Johnson played for the Orioles from 1965-1972, playing in four World Series, winning two of them. He won three Gold Gloves and was named to the All-Star team three times.
 
As Orioles manager, Johnson led the team to the American League Championship Series in 1996 and 1997, winning the AL East in his final year before walking away from the last year of his three-year contract.
 
"Some of the highest points and the some of the lowest," Johnson remembers about his time with the Orioles.
 
Johnson has written a new book, "Davey Johnson: My Wild Ride in Baseball and Beyond," and in a telephone conversation, he remembered Baltimore fondly.

"Being in four World Series, playing on a great defensive infield, playing behind great pitchers, playing for a great manager in Earl Weaver," Johnson said of his happiest times. "I learned a lot from [Weaver], the way he handled pitching staffs, which I used a lot in the future. … Even coming back to manage the Orioles in '96 and '97 -- great joys.
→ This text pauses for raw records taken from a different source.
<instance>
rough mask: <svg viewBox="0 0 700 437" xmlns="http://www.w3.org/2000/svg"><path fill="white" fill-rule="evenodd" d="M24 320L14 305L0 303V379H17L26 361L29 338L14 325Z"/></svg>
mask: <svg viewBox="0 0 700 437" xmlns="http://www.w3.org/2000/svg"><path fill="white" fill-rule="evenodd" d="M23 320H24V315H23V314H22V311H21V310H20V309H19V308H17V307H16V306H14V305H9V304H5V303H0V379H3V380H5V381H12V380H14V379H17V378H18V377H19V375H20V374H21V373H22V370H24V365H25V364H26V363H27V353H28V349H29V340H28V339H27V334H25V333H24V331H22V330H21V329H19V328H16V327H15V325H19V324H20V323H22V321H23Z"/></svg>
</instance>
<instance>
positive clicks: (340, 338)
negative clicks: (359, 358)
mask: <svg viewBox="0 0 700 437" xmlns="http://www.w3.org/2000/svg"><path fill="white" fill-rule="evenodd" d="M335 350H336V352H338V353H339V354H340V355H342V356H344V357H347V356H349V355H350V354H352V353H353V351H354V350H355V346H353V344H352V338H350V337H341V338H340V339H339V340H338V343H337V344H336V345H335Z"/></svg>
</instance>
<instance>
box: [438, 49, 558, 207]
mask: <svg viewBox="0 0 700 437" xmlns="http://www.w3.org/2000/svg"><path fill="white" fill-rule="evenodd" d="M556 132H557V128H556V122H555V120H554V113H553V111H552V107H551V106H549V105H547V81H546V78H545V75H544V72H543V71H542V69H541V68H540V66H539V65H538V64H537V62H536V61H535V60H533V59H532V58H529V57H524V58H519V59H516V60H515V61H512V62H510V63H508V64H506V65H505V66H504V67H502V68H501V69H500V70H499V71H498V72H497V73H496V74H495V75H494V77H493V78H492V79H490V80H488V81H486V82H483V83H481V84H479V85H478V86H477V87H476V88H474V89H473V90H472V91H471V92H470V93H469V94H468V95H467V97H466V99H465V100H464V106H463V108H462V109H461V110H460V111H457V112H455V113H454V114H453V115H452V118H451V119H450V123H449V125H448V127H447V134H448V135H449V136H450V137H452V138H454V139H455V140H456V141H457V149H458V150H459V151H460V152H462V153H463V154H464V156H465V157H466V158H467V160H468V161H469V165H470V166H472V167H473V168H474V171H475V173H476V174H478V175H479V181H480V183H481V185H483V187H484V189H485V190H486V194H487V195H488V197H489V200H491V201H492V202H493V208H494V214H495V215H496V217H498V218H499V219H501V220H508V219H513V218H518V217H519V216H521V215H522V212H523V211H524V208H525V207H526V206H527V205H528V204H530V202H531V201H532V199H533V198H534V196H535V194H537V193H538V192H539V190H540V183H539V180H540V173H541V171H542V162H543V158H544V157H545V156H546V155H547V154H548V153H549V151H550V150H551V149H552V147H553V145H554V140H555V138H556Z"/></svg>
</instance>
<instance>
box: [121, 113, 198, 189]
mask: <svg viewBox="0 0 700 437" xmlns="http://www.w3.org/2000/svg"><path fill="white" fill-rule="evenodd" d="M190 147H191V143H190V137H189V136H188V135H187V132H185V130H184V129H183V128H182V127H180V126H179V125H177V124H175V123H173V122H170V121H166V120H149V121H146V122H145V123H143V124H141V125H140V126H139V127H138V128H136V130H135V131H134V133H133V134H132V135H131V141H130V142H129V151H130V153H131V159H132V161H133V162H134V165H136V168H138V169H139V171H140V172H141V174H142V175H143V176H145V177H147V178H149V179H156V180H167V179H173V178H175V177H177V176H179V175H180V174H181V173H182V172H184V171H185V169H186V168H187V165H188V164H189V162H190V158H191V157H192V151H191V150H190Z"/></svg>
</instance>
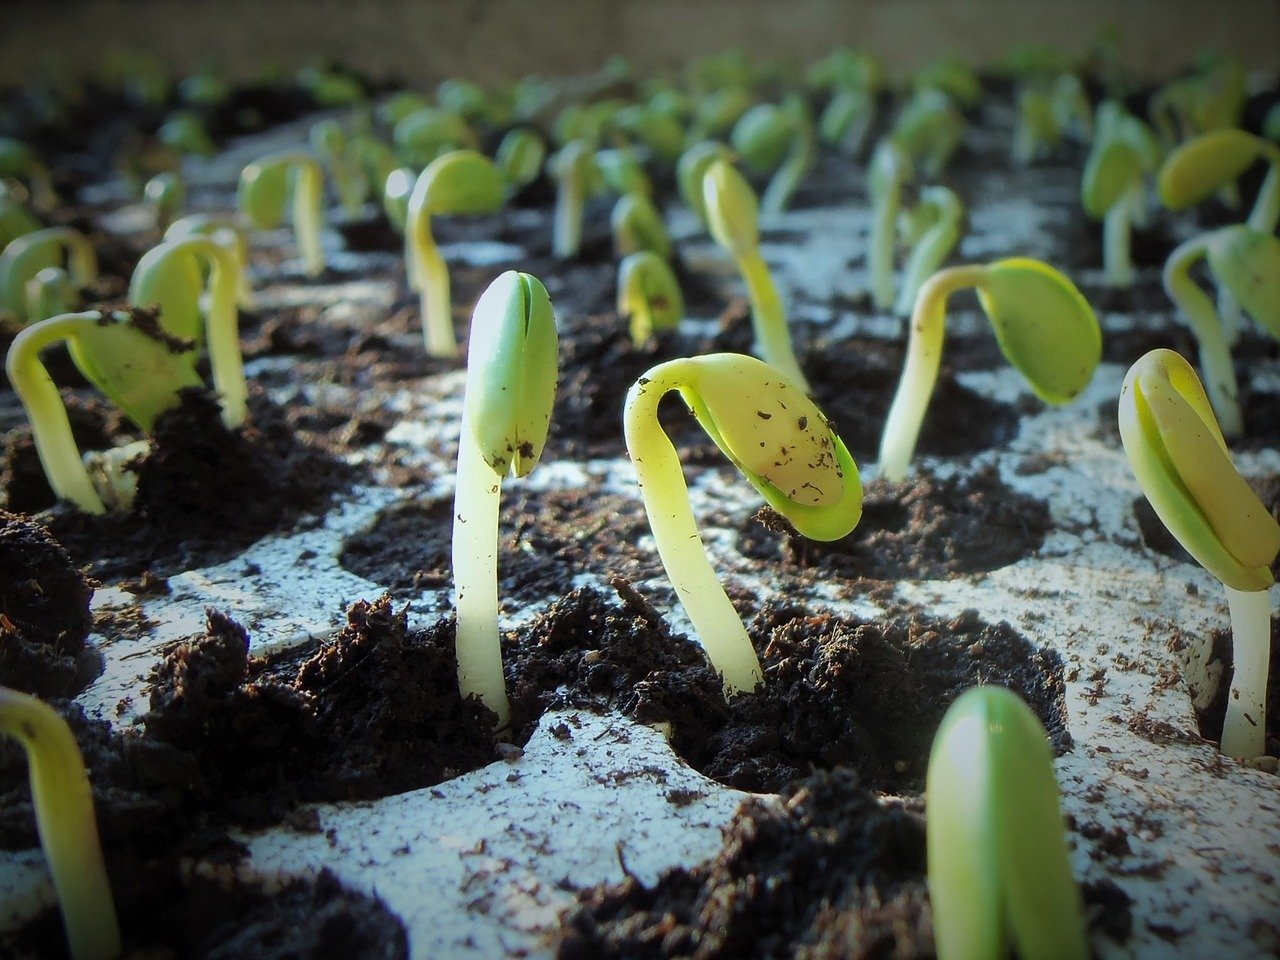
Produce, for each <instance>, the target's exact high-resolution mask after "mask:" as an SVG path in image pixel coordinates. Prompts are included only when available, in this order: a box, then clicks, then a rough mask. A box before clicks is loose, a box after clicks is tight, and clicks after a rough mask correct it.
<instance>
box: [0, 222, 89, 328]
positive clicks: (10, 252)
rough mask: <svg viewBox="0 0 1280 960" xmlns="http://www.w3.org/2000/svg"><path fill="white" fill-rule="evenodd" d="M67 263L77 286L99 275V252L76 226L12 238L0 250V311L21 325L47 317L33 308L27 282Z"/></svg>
mask: <svg viewBox="0 0 1280 960" xmlns="http://www.w3.org/2000/svg"><path fill="white" fill-rule="evenodd" d="M64 266H65V270H67V275H68V276H69V279H70V283H72V285H74V287H76V288H81V287H86V285H88V284H91V283H93V280H96V279H97V253H96V252H95V251H93V244H92V243H90V239H88V237H86V236H84V234H83V233H81V232H79V230H77V229H73V228H70V227H46V228H44V229H40V230H33V232H31V233H27V234H23V236H22V237H18V238H17V239H14V241H12V242H10V243H9V244H6V246H5V248H4V252H3V253H0V312H4V314H8V315H9V316H12V317H14V319H15V320H17V321H18V324H19V325H22V324H27V323H31V321H33V320H44V319H45V317H42V316H40V315H38V314H33V312H32V303H31V302H29V301H28V297H27V284H28V282H29V280H32V279H33V278H35V276H36V275H37V274H38V273H41V271H42V270H46V269H49V268H58V269H63V268H64Z"/></svg>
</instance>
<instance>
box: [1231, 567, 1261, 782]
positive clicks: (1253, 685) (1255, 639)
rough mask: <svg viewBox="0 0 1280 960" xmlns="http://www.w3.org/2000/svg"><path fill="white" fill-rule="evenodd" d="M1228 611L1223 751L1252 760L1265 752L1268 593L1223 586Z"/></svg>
mask: <svg viewBox="0 0 1280 960" xmlns="http://www.w3.org/2000/svg"><path fill="white" fill-rule="evenodd" d="M1222 586H1224V589H1225V590H1226V603H1228V607H1229V608H1230V611H1231V659H1233V660H1234V663H1235V666H1234V669H1233V672H1231V691H1230V694H1229V695H1228V698H1226V719H1225V721H1224V722H1222V753H1224V754H1226V755H1229V756H1243V758H1244V759H1247V760H1252V759H1254V758H1256V756H1262V755H1263V754H1266V751H1267V750H1266V732H1267V671H1268V669H1270V660H1271V595H1270V594H1268V593H1267V591H1266V590H1252V591H1248V593H1245V591H1242V590H1233V589H1231V588H1230V586H1226V585H1225V584H1224V585H1222Z"/></svg>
My kids were born in Baltimore. I love Baltimore, the fans. So many friends there. Just a wonderful place."
 
After he left the Orioles, Johnson finished his playing career and had a highly successful stint as a manager -- leading the New York Mets to a World Series title in 1986, and after he managed the Cincinnati Reds, he took the Orioles job in the fall of 1995.
 
"I bought a beautiful house out near the [Loch Raven] reservoir," Johnson said. "I was looking to make the Orioles great again. I thought I helped put together a great team because I hired Pat Gillick, who's probably the best [general manager] in baseball of all time. He hired Kevin Malone as his assistant, and I thought between the three of us, we put a good team together."
 
Johnson's time with the Orioles soured because he and managing partner Peter Angelos tangled, and Johnson said "he kind of usurped my power in controlling the guys." On the same day Johnson was named American League Manager of the Year in 1997, he left.
 
"The reason I resigned and walked away from $800,000 the next year is that I thought I was a detriment to the organization," Johnson said. "I thought they would be better off if they had someone else managing because, obviously, the owner had it in for me. He didn't agree with my managing style. I walked away. He didn't fire me. I did it for the best interests of the Orioles."  
 
After Johnson left, the Orioles went through 14 losing seasons -- until Buck Showalter led the team to the postseason in 2012 at the same time Johnson's Washington Nationals made their postseason debut.
 
"I was happy for it," Johnson said about the Orioles' renaissance.  "I love Baltimore. … I still have a lot of friends there. … It's still one of favorite towns. I felt like Washington and Baltimore were kind of like brother and sister cities."
 
Johnson has been back to Orioles reunions in recent years and said he always has a great time.
 
"It was always fun to come back there -- mostly to see the fans," Johnson said. "They have a great ballpark in Camden Yards."
 
When he played, Johnson was ahead of his time. He developed computer programs which would design optimal batting orders. Nevertheless, he thinks analytics have become too much a part of the game.
 
"If you put a bunch of garbage in there, you're going to get a bunch of garbage out," Johnson said. "This launch angle era, the velocity off the bat is awful. It's going to lead to more problems."
 
These days, Johnson avidly follows the game and regularly checks in on the Orioles and shortstop Manny Machado.
 
"I always liked [Chris] Davis at first base," Johnson said. "He's struggling. It's probably launch angle and all that crap. … I'm really disappointed the Orioles have gotten off to a bad start. I know a lot of the players, and I hope they don't trade that great shortstop."